By Tali Jaffe
Thakoon Panichgul has been a formidable force in American fashion almost since his very first collection, which was shown almost seven years ago. Anna Wintour was quick to support the brand and with that ever important nod, Panichgul’s career was on a skyward trajectory with little signs of slowing down.
In town to launch his Resort 2013 collection at Saks Fifth Avenue—the first season from the Collection line to be carried at the Bal Harbour store—we stole a few minutes with the designer to discuss his clients, his famous prints and his plans for a warm weekend in Miami.
It must be nice to take a little break in Miami after Sandy. Were you affected?
I was in my house upstate, but when I got back to the city, I found my lobby completely flooded. It looked like some sort of zombie apocalypse! But when disasters happen in New York you actually connect with people... and then it goes back to normal you all disconnect again.
So what do you have planned for your weekend here?
Today I’m spending the day here at Bal Harbour. I’ll meet with some of my customers at Saks and then we’ll have a cocktail reception this evening.

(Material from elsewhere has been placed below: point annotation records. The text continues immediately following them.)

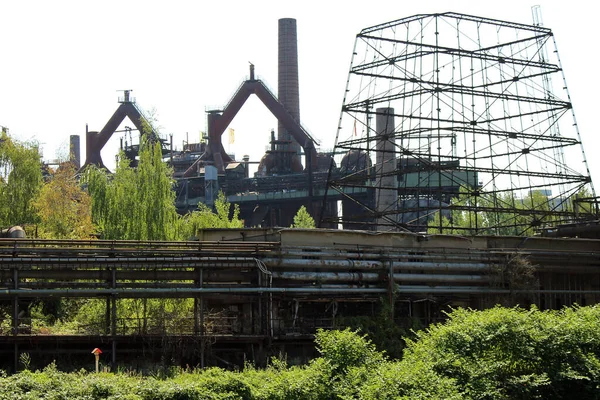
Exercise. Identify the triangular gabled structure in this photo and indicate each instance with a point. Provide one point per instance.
(218, 121)
(95, 141)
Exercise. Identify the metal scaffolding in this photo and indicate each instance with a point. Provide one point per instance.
(452, 123)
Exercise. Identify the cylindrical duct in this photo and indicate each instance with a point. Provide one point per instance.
(288, 92)
(74, 151)
(385, 165)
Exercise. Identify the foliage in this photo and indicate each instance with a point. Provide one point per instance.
(20, 181)
(134, 204)
(64, 209)
(512, 353)
(302, 219)
(205, 218)
(500, 353)
(382, 330)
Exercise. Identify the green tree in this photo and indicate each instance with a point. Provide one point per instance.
(20, 180)
(63, 208)
(302, 219)
(224, 215)
(135, 204)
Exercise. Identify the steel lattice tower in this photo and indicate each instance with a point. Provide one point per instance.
(450, 123)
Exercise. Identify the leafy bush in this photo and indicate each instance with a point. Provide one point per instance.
(494, 354)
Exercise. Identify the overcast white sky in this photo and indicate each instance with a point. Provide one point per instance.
(62, 62)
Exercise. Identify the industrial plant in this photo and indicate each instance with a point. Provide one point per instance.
(456, 168)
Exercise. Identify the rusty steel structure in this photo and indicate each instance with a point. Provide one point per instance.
(257, 292)
(460, 124)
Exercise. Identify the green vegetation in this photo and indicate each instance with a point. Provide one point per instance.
(134, 204)
(500, 353)
(63, 207)
(20, 181)
(302, 219)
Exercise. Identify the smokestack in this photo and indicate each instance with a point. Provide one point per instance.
(287, 89)
(74, 150)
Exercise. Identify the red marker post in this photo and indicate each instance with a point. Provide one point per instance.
(96, 352)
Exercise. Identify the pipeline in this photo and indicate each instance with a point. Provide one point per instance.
(182, 292)
(374, 277)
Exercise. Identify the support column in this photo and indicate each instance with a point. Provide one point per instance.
(386, 183)
(113, 328)
(15, 319)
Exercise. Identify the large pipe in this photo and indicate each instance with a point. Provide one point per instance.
(360, 264)
(374, 277)
(180, 292)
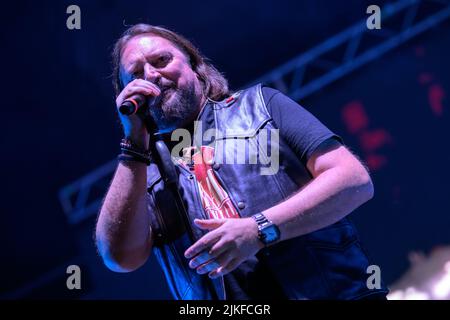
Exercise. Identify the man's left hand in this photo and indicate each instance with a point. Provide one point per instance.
(229, 243)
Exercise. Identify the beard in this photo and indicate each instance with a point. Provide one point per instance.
(174, 107)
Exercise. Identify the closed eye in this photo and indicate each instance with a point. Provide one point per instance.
(162, 60)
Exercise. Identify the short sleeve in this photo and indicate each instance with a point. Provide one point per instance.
(299, 128)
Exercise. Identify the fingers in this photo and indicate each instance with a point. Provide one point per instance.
(209, 224)
(202, 244)
(217, 250)
(223, 270)
(214, 264)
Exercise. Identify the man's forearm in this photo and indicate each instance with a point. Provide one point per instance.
(123, 228)
(325, 200)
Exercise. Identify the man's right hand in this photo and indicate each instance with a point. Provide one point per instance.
(133, 126)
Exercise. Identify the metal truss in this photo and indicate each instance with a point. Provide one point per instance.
(298, 78)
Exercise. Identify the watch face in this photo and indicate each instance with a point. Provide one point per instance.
(271, 233)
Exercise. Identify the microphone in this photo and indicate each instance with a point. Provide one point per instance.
(131, 105)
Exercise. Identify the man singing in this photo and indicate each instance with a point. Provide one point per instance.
(256, 226)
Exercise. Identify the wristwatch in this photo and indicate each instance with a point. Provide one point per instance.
(268, 232)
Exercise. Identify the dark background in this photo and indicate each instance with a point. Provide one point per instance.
(59, 123)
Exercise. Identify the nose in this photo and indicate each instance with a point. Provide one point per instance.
(151, 74)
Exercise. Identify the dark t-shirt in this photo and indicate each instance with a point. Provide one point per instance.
(303, 133)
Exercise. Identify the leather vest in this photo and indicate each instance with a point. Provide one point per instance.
(326, 264)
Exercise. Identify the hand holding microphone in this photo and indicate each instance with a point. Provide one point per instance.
(129, 102)
(138, 93)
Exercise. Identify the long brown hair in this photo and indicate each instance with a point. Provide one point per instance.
(215, 86)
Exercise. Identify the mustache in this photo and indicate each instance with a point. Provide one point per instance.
(165, 85)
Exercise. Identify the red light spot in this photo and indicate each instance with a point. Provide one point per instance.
(372, 140)
(435, 96)
(375, 162)
(354, 117)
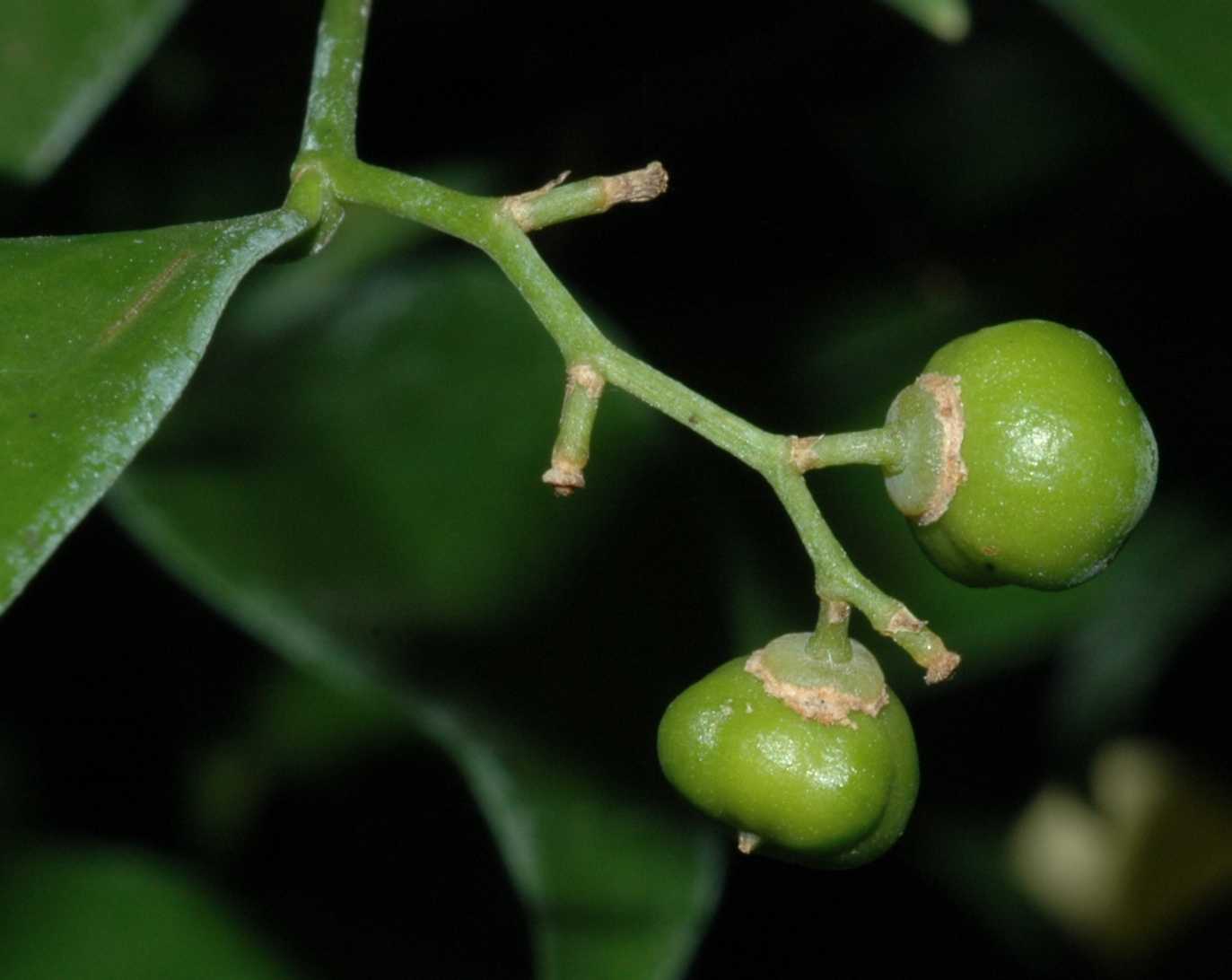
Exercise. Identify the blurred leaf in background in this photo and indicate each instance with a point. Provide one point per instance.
(907, 191)
(108, 913)
(1176, 55)
(372, 509)
(948, 20)
(60, 66)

Tell me about your Miami clients.
We have a really great customer base with Saks. We’ve been at Saks in New York for three years and we’ve been building a loyal customer following season after season. We’ve had Addition down here for a few seasons, but this is the first season we’re launching the main runway collection here with Resort.
And what do your customers respond to the most?
The customer here is special because they’re so transient. They’re South American, they’re Russian, they’re Chinese they’re from all over. They’re not just strictly a warm climate kind of a person, but they respond well to warm climate dressing. What I do is inherently transitional weather clothes. We obviously have great coats and heavier pieces, but our core is the silk dresses and the cotton pieces.
I think the connection we have with the customer here is the print story and the color story that I love to do. But to me design is about giving the customer something they love, but also something new to discover.
You mentioned that Addition has been carried here for a few seasons. Is that like your diffusion line?
I kind of hate the word diffusion. Addition has its own great story. It’s a capsule. It’s its own approach to the Thakoon aesthetic. It has an individual story. It began as additional pieces to the main collection, but then it became so big that we had to spin it off into its own collection.
You’ve also done a lot of collaborations over the last seven years.
I think collaborations are the future of the fashion landscape. The customer likes it; they like to buy designer and contemporary. They wear expensive tops with their jeans. I think collaboration is the next evolution. It’s fun and exciting. It’s the right kind of energy.
And will we be seeing a new collab next year?
We’re constantly being approached, but right now I’m staying focused on the main collections, and building out or brand even more. We have a strong following and I want to make sure I’m serving that base. So nothing planned for next year… but of course there are potentials for the following year.